Cuban Currency Reform Welcomed
Change means people will be allowed to buy any goods on sale without making them any more affordable.
Cuban Currency Reform Welcomed
Change means people will be allowed to buy any goods on sale without making them any more affordable.
Cubans have welcomed a decision to phase out an unpopular dual currency system, but are doubtful that the step will help solve broader economic problems.
Cuba has two monetary units, the normal peso and the “convertible peso”. The government pegs the latter 1:1 to the US dollar, and it is mostly used in the tourist sector, foreign trade, and in the more up-market shops. The ordinary peso currently stands at 26.5 to the dollar, although it is not actually convertible.
As a first step in the phased transition, shops that now only accept convertible pesos will be required to take payments in the normal kind, with an exchange rate fixed at 25 to one. That will allow anyone to shop in stores from which they were previously excluded, but it does not mean they will be able to afford to buy things.
The new policy is to work towards a managed convergence between the two currencies, although the government does not seem to be planning to end up with a free-floating, fully convertible unit. An article in the official newspaper Granma said the authorities were aiming to achieve monetary unification while managing other factors like economic productivity and Cuba’s distribution and retail systems.

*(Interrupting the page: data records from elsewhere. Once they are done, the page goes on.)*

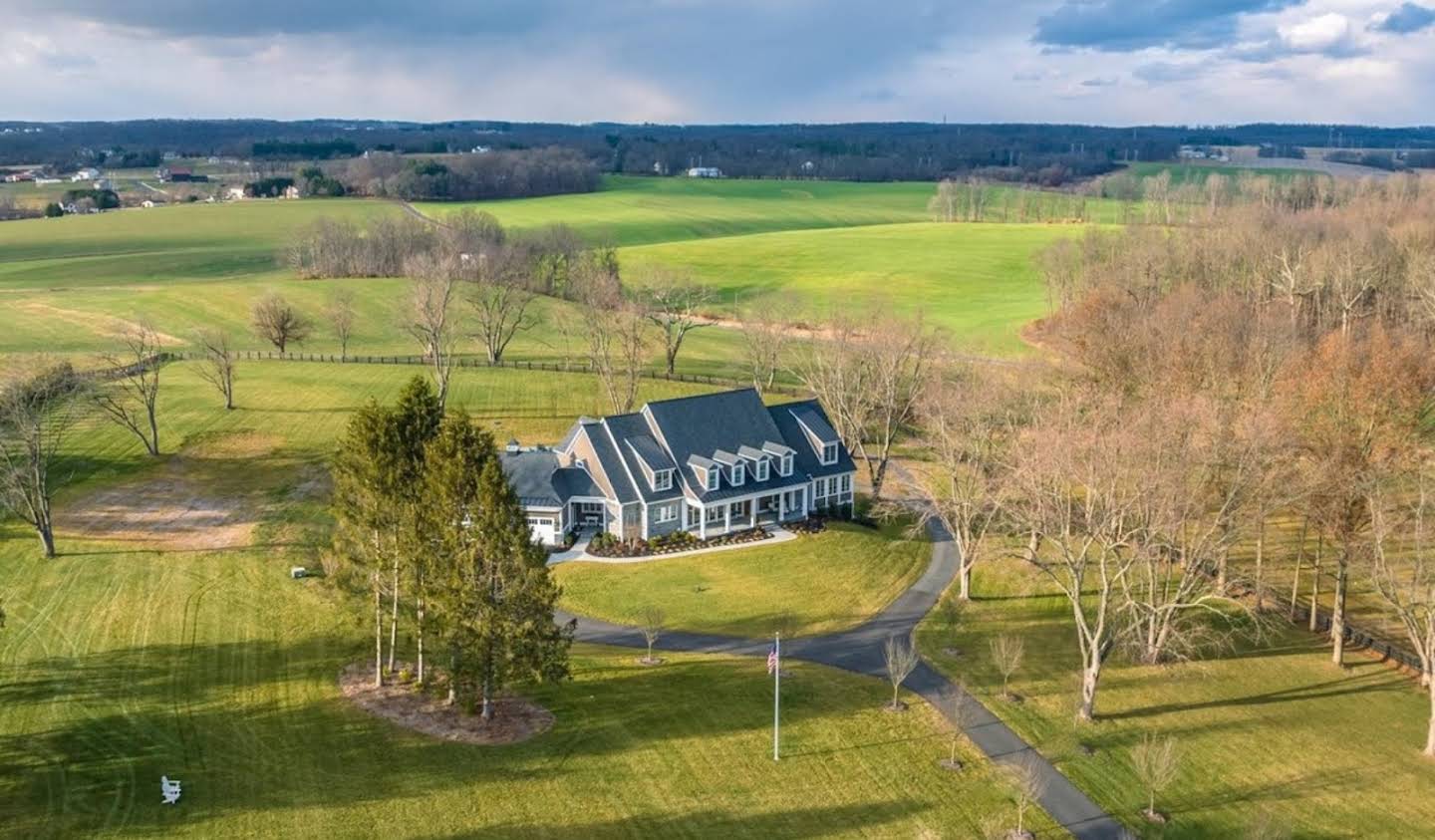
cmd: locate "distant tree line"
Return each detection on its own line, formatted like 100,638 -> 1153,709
333,146 -> 598,201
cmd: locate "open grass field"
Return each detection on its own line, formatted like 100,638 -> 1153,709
623,222 -> 1085,356
0,362 -> 1040,839
0,178 -> 1080,363
554,524 -> 930,638
1128,160 -> 1323,186
920,561 -> 1435,839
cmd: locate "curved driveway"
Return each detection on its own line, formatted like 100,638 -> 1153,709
558,530 -> 1124,840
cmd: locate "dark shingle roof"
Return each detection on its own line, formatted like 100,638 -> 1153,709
645,388 -> 811,501
603,414 -> 683,501
584,422 -> 637,504
498,449 -> 564,507
767,400 -> 857,478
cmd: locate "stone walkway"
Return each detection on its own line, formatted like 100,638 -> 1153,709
558,519 -> 1126,840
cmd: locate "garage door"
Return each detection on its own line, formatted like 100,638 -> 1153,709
528,517 -> 558,546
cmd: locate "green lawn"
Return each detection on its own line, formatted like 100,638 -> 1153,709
623,222 -> 1085,356
418,176 -> 934,245
920,561 -> 1435,839
0,362 -> 1055,839
1128,160 -> 1327,186
554,524 -> 930,638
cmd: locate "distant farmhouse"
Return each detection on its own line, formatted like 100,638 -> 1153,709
499,388 -> 857,544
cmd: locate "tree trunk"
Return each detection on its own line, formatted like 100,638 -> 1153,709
1425,671 -> 1435,758
389,557 -> 399,674
1330,559 -> 1346,665
35,518 -> 55,559
1076,654 -> 1100,722
1256,511 -> 1266,612
373,573 -> 383,688
415,583 -> 424,685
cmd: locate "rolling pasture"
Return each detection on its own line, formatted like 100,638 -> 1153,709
0,178 -> 1079,362
0,362 -> 1055,839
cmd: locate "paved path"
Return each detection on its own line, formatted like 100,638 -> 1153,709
558,519 -> 1124,840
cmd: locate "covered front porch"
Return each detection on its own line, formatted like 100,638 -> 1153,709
683,485 -> 808,540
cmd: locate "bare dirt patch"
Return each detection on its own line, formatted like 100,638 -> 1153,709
14,300 -> 183,346
60,432 -> 280,551
339,664 -> 555,746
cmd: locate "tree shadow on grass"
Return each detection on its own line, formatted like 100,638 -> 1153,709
0,636 -> 918,836
425,800 -> 927,840
1102,664 -> 1409,720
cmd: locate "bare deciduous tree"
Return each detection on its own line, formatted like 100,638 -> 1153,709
796,313 -> 939,499
583,272 -> 652,414
1007,395 -> 1144,720
737,297 -> 793,394
1131,733 -> 1181,820
646,268 -> 714,377
0,361 -> 81,557
883,636 -> 921,710
992,633 -> 1026,700
906,366 -> 1020,600
467,247 -> 538,365
250,292 -> 314,353
196,329 -> 235,411
999,752 -> 1046,837
324,289 -> 358,362
95,320 -> 163,455
404,248 -> 460,407
639,606 -> 668,665
1369,463 -> 1435,758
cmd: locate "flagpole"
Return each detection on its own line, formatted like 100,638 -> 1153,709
772,633 -> 782,761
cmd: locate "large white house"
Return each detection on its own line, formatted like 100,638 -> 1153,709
499,388 -> 857,544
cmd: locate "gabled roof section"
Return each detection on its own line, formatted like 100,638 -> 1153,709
583,420 -> 637,504
767,400 -> 857,478
498,449 -> 565,507
643,388 -> 802,501
603,414 -> 683,502
627,435 -> 678,472
788,401 -> 842,443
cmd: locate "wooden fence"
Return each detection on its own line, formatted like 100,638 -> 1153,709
163,351 -> 802,397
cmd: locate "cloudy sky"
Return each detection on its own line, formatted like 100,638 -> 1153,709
8,0 -> 1435,125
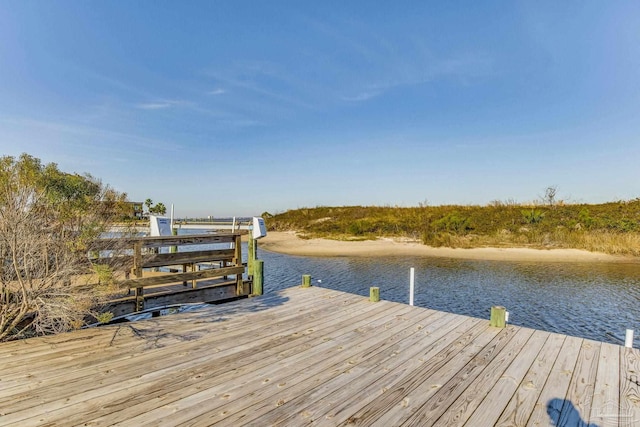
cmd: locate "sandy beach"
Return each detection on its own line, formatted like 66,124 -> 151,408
259,232 -> 640,263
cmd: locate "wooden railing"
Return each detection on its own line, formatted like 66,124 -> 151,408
91,231 -> 252,316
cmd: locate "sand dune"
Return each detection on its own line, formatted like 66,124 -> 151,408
259,232 -> 640,263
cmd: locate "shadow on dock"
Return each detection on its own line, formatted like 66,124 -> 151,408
547,399 -> 600,427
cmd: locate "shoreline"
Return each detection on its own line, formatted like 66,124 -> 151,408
258,231 -> 640,263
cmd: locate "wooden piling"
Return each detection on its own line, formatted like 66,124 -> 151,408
247,236 -> 258,276
252,259 -> 264,295
302,274 -> 311,288
369,286 -> 380,302
490,305 -> 507,328
169,228 -> 178,254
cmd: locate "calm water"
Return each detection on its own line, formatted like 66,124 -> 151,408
255,249 -> 640,344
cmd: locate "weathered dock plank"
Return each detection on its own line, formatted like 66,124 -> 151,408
0,287 -> 640,427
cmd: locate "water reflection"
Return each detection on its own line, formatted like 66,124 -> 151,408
259,250 -> 640,344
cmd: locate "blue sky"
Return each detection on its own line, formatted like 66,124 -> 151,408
0,0 -> 640,216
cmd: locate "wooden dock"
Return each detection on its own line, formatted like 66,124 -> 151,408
0,287 -> 640,427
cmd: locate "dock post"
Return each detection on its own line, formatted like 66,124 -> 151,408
251,259 -> 264,296
490,305 -> 507,328
247,236 -> 258,276
135,288 -> 144,311
369,286 -> 380,302
409,267 -> 416,305
169,227 -> 178,254
302,274 -> 311,288
624,329 -> 633,348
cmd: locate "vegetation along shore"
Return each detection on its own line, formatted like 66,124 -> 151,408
262,198 -> 640,261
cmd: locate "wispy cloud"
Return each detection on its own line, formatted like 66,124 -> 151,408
0,117 -> 183,152
136,99 -> 189,110
341,90 -> 382,102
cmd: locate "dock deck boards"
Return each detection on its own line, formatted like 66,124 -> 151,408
0,287 -> 640,427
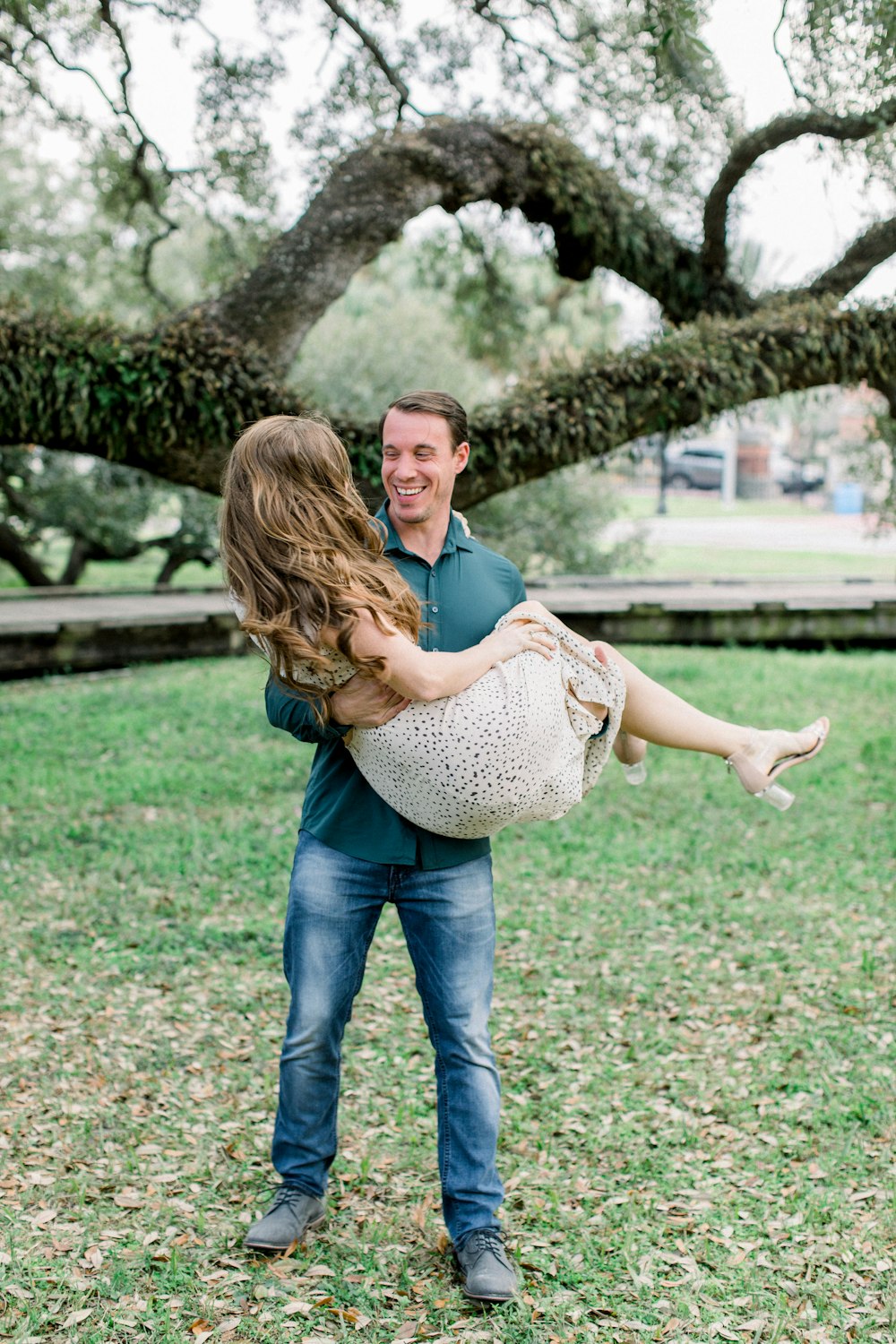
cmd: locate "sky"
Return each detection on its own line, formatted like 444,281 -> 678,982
31,0 -> 896,312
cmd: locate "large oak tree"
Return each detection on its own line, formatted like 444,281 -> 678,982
0,0 -> 896,503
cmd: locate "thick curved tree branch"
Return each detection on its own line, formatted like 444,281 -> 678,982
204,118 -> 755,370
702,99 -> 896,277
0,301 -> 896,507
805,217 -> 896,298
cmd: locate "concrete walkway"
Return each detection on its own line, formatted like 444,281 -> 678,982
0,575 -> 896,680
602,511 -> 896,559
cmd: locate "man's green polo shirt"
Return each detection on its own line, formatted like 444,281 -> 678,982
264,505 -> 525,868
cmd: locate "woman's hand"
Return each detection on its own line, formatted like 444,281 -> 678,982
482,618 -> 557,663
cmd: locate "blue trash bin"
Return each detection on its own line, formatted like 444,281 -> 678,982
834,481 -> 864,513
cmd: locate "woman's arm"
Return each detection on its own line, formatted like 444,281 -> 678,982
340,612 -> 555,701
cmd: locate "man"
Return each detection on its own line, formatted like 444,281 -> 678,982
246,392 -> 525,1303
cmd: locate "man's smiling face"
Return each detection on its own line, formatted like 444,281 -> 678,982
383,410 -> 470,531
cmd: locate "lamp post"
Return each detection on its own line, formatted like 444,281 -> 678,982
654,435 -> 669,515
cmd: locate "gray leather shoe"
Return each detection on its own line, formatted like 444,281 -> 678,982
454,1228 -> 517,1303
246,1185 -> 326,1255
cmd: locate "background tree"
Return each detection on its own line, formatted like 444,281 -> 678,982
0,0 -> 896,513
0,445 -> 218,588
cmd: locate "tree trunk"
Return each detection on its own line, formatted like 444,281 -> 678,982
0,521 -> 54,588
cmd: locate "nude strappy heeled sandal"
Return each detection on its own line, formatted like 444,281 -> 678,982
726,719 -> 831,812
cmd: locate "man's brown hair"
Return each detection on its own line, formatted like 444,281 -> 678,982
380,392 -> 469,452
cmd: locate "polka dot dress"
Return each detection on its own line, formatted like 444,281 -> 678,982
302,610 -> 625,839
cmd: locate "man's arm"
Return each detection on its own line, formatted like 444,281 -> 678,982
264,676 -> 409,742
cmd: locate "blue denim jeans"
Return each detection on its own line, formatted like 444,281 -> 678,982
271,831 -> 504,1242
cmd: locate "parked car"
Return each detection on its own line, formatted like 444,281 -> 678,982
667,444 -> 726,491
771,453 -> 825,495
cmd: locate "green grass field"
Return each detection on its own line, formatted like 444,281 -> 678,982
0,650 -> 896,1344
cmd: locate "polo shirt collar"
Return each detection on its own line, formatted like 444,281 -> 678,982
376,500 -> 473,561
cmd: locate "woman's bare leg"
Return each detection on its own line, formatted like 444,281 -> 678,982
504,602 -> 823,771
598,642 -> 818,769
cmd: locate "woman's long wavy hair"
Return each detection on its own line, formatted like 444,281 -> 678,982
220,416 -> 420,719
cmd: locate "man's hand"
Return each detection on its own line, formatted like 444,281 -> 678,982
331,672 -> 411,728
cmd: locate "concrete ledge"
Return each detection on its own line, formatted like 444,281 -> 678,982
0,575 -> 896,680
0,615 -> 246,680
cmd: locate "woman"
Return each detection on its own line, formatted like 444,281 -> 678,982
221,416 -> 828,838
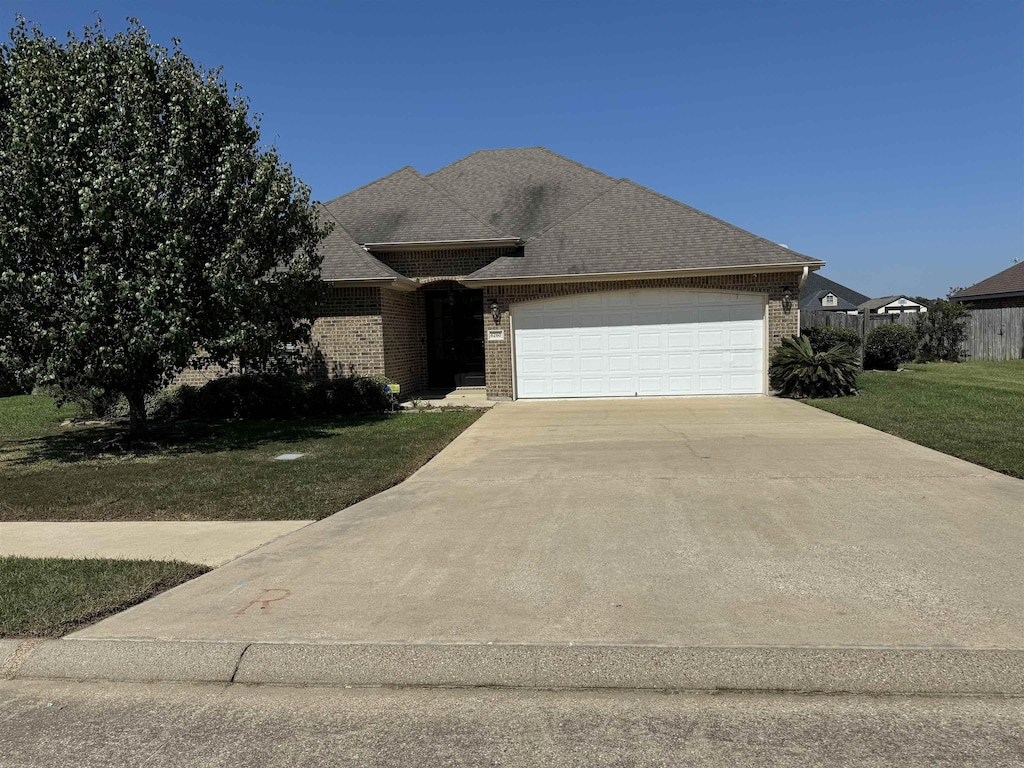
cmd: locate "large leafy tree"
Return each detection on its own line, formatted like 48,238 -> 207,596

The second, convertible currency was introduced in 1994 to provide a monetary vehicle for trading with the outside world – a role informally played by the American dollar before then. Meanwhile, the state was able to continue controlling prices and wages by setting a fixed value for the existing currency.
The policy resulted, however, in considerable resentment among a population paid in a currency that could not be used to buy imported goods.
The situation has been likened to “economic apartheid” by Magdelivia Hidalgo, founder and spokeswoman of the Latin American Federation of Rural Women or FLAMUR, a Cuban group that has been running a campaign called “Same Currency”.
In 2007-10, FLAMUR collected 40,000 signatures on a petition calling for pesos to be accepted in all of Cuba’s shops. The petition was submitted to the Cuban parliament, and group members believe it helped shape the change.
“Although the government doesn’t acknowledge our role, the people know what we’ve done – they signed our petitions,” said Kenia Pérez Montes de Oca, a FLAMUR member in the eastern Havana township of Guanabacoa.
Cubans are generally pleased about the prospect of reform. Some harbour hopes that it will enhance the purchasing-power of the money in their pockets.
“It’s going to mean that the national currency, the peso, increases in value, and it will lead to wage increases,” Miguel Fernández, a 41-year-old resident of Havana, said.
Adonis Villavicencio, 35, added, “It’s a positive start to have only one currency circulating in the country. Ensuring that tourists spend [normal] pesos in the shops and use the same currency at tourist centres is great progress. It assigns a value to the national currency that was lost with the dual currencies.”
Economist Osmel Quintana was among those warning that monetary reform could not by itself bring about greater prosperity.
“To achieve positive results, there would have to be sound economic foundations,” he said. “This country’s gross domestic product, for example, is not at the minimum level that would be needed for this strategy.”
Others, too, have realised that goods will not become any more affordable when their prices are translated into pesos.
“It isn’t going to change anything. They’re going to make shops use the national currency, but at convertible peso prices,” said 45-year-old Havana resident Ángela Penin. “It will be the same, just with a single currency.”
Anddy Sierra Alvarez is a Cuban journalist.